Lend out or borrow items like ladders, lawnmowers, or even cars, amongst friends instead of buying them new. Think of starting a monthly maintenance day in your community to keep each others’ homes and gardens in shape.

Diana McGrath left this comment on our Facebook page: “A good friend and I have a weekly Help-each-other Day. Sometimes we get a lot of work done, and sometimes we just have coffee!”

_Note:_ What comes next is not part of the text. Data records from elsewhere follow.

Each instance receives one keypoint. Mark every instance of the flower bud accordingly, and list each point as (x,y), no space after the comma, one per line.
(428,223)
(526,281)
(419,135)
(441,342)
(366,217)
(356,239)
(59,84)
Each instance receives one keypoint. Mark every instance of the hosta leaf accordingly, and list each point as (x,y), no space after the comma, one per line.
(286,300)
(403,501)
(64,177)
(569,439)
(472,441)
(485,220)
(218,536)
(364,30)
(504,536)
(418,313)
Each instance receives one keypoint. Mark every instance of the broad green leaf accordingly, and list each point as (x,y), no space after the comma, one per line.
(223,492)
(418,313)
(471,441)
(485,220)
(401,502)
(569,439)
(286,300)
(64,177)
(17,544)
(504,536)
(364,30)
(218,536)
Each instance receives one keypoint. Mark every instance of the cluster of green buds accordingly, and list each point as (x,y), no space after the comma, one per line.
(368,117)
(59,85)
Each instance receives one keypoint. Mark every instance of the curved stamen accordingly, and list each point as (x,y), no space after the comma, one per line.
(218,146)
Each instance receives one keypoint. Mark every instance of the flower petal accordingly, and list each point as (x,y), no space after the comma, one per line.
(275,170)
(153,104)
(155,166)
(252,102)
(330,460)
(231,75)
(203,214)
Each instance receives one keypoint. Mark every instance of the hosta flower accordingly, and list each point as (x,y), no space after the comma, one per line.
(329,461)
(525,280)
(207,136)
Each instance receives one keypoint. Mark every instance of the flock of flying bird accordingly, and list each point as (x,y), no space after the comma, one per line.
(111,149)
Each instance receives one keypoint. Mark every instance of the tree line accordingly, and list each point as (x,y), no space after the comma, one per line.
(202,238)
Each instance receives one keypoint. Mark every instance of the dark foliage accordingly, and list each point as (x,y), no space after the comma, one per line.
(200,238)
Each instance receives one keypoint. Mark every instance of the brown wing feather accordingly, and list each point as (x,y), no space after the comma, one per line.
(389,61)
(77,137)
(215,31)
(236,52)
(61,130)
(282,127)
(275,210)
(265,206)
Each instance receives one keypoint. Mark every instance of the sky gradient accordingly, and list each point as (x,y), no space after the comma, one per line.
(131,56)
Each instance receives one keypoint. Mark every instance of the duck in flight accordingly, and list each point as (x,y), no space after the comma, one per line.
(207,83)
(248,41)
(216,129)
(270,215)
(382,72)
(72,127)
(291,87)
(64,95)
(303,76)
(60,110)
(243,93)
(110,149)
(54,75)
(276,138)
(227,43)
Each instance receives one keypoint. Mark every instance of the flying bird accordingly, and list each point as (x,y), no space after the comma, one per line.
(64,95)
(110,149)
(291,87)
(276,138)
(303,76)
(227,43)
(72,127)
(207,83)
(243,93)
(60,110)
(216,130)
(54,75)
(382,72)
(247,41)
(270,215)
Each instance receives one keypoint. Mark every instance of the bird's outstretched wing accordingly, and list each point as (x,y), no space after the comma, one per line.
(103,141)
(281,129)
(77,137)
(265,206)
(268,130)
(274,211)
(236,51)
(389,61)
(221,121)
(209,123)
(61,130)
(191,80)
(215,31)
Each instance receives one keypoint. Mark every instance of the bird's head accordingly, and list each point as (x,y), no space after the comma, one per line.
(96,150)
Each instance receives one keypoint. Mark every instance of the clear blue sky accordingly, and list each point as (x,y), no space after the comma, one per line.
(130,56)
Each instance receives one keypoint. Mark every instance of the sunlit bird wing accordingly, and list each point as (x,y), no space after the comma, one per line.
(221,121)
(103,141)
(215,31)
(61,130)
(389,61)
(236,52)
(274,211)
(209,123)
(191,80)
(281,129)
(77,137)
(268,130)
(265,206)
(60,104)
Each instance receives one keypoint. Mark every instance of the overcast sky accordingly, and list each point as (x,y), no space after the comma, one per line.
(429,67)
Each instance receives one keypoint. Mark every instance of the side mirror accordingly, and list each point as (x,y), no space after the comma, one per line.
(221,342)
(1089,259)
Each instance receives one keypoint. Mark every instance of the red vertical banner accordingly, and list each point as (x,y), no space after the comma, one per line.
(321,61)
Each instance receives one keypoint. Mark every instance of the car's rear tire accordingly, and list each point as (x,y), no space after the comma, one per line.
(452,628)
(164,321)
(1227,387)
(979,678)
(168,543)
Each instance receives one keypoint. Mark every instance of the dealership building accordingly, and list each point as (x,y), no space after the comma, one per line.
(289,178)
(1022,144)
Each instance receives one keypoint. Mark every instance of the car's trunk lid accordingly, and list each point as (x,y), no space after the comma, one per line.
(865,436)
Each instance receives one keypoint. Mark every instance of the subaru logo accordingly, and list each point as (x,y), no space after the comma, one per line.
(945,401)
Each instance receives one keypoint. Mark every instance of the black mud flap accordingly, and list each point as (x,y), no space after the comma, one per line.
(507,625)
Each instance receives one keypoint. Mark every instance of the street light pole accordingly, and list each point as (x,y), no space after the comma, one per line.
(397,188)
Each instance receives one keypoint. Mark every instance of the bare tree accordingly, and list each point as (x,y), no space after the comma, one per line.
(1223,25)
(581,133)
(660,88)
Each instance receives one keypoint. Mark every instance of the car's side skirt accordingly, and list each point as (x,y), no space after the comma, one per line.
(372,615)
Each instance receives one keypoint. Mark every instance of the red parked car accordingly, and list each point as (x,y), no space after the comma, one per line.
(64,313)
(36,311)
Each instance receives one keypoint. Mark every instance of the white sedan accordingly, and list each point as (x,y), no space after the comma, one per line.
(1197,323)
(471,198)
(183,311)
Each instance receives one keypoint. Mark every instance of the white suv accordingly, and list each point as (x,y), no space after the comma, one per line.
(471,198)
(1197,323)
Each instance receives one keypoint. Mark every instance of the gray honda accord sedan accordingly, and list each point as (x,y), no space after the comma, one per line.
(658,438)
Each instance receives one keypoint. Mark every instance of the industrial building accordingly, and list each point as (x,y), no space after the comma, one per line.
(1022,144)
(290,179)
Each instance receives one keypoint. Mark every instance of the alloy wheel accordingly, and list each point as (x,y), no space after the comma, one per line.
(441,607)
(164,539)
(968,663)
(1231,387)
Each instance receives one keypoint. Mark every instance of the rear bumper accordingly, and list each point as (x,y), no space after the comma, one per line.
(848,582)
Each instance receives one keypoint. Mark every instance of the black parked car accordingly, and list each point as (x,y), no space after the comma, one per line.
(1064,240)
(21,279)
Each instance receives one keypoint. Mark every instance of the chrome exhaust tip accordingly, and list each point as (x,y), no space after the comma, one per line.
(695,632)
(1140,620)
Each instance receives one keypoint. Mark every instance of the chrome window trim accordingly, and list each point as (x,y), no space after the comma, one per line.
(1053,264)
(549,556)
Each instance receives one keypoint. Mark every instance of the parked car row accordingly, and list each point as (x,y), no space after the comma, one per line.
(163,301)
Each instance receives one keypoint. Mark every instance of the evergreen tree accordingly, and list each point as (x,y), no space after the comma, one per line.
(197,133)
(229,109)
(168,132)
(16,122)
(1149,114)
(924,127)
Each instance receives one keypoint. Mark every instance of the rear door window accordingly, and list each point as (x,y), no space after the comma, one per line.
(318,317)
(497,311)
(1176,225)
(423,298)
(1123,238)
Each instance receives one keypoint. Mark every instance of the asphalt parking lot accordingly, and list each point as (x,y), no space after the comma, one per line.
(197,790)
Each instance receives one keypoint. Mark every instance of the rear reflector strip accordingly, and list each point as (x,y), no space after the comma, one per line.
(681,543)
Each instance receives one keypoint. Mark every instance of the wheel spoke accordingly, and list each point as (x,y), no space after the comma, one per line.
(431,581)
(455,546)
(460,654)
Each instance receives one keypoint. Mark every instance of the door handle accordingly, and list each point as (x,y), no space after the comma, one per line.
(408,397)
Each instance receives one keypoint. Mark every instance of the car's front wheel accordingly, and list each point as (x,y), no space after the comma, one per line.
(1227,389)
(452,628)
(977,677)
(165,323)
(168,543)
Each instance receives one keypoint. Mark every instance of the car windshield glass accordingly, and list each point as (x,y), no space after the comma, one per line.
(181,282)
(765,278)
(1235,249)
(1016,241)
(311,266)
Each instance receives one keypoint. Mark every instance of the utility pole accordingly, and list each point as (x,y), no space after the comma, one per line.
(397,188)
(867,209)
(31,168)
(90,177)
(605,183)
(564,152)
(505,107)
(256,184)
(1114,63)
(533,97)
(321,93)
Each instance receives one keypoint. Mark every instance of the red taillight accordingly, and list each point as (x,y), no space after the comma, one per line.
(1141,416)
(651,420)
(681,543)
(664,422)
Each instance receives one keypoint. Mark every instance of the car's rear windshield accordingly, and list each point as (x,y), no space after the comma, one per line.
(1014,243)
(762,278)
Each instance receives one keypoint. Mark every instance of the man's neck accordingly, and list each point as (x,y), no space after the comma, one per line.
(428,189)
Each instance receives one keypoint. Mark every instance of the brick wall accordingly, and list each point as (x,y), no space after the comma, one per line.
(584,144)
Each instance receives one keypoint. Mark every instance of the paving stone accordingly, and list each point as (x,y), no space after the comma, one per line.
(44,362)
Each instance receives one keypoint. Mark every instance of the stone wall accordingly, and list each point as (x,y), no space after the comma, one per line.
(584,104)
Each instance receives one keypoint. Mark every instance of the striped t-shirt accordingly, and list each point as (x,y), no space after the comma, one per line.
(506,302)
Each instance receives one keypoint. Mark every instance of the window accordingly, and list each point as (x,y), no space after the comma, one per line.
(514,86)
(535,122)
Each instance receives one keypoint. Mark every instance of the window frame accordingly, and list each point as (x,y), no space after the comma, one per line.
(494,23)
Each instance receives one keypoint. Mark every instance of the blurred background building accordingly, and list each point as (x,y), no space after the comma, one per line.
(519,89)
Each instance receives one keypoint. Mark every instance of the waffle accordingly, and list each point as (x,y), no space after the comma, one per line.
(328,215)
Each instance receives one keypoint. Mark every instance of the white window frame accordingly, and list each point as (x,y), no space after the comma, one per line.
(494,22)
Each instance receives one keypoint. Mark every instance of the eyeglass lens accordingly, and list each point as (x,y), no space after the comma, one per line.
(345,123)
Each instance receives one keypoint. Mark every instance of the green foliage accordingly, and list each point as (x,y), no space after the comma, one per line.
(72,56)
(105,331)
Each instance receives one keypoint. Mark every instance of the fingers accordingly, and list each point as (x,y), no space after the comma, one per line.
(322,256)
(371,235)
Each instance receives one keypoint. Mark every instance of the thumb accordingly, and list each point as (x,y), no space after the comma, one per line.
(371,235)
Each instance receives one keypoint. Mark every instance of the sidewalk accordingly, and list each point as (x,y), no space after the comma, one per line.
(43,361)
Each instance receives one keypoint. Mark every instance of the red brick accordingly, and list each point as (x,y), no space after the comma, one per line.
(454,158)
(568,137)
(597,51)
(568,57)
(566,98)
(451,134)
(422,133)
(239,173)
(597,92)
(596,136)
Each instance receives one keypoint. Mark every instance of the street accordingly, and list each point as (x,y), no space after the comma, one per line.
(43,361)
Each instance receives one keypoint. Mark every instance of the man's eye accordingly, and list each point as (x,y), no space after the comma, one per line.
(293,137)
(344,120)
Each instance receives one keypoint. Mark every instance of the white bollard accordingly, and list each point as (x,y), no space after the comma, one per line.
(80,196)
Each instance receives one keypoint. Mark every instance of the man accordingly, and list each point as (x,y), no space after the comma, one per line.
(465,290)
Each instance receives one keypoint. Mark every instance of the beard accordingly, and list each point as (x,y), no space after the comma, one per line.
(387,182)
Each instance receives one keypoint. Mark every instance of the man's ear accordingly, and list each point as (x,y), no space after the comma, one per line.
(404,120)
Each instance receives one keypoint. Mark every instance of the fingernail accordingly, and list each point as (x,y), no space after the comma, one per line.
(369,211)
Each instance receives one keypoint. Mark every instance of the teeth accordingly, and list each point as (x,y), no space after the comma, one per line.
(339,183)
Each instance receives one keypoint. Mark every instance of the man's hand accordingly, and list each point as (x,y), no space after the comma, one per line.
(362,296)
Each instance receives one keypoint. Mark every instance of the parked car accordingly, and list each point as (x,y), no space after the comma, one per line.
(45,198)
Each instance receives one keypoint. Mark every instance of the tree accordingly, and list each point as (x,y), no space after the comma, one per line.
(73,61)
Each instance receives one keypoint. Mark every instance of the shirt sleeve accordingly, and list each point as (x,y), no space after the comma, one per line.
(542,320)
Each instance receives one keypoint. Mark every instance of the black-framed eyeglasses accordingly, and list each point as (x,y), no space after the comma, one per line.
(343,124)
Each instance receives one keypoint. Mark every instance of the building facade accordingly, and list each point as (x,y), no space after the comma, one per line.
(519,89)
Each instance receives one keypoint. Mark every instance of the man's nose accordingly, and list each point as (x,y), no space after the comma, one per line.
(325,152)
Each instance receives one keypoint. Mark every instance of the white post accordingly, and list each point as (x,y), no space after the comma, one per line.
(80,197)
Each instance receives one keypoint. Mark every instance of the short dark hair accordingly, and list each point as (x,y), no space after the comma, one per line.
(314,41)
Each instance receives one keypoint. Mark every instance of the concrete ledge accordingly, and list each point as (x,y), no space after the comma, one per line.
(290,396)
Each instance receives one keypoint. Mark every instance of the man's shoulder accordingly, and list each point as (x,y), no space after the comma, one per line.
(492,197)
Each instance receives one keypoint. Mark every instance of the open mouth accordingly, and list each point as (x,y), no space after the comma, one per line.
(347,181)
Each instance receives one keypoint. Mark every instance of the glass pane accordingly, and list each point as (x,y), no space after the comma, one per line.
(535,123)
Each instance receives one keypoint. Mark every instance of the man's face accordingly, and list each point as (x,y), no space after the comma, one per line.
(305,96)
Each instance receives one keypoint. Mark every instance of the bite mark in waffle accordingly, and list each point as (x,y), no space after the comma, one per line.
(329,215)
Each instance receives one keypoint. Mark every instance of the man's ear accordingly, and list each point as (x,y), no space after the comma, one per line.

What are some of your thoughts and ideas?

A sermon to take note of:

Greg Boyd of Woodland Hills Church (a church that identifies best with the Anabaptist movement) in St. Paul, Minnesota, US often talks about materialism in his sermons. We’d like to point you to one entitled Exorcism, which is available for free download:

One of the main spiritual strongholds that we deal with is “mine-ing” stuff. We want to acquire stuff, label it as ours and create divisions in our souls that separate us from God. God wants us to heal these divisions by renouncing the false god, Mammon.

The church also did a series called Kingdom Economics and recorded this panel discussion:

During the series, many people have sent in questions about their personal finances. Today we heard from a panel of people from Woodland Hills who responded to those questions with Kingdom of God principles.

Question #3
I’m in a small group that’s been together for a while, and we want to take additional steps to live our lives in a more connected way. Can you offer us some ideas?

Response #3
Some small groups pool their resources and even help each other get out of debt! In Acts 2 we see that the early Christian communities shared all things in common. There’s no reason we cannot move in that direction today too. We can share things like money, housing, snow-blowers, lawnmowers, vehicles, and so forth. These things strengthen our communities as well as reduce the amount of “stuff” we all have to take care of.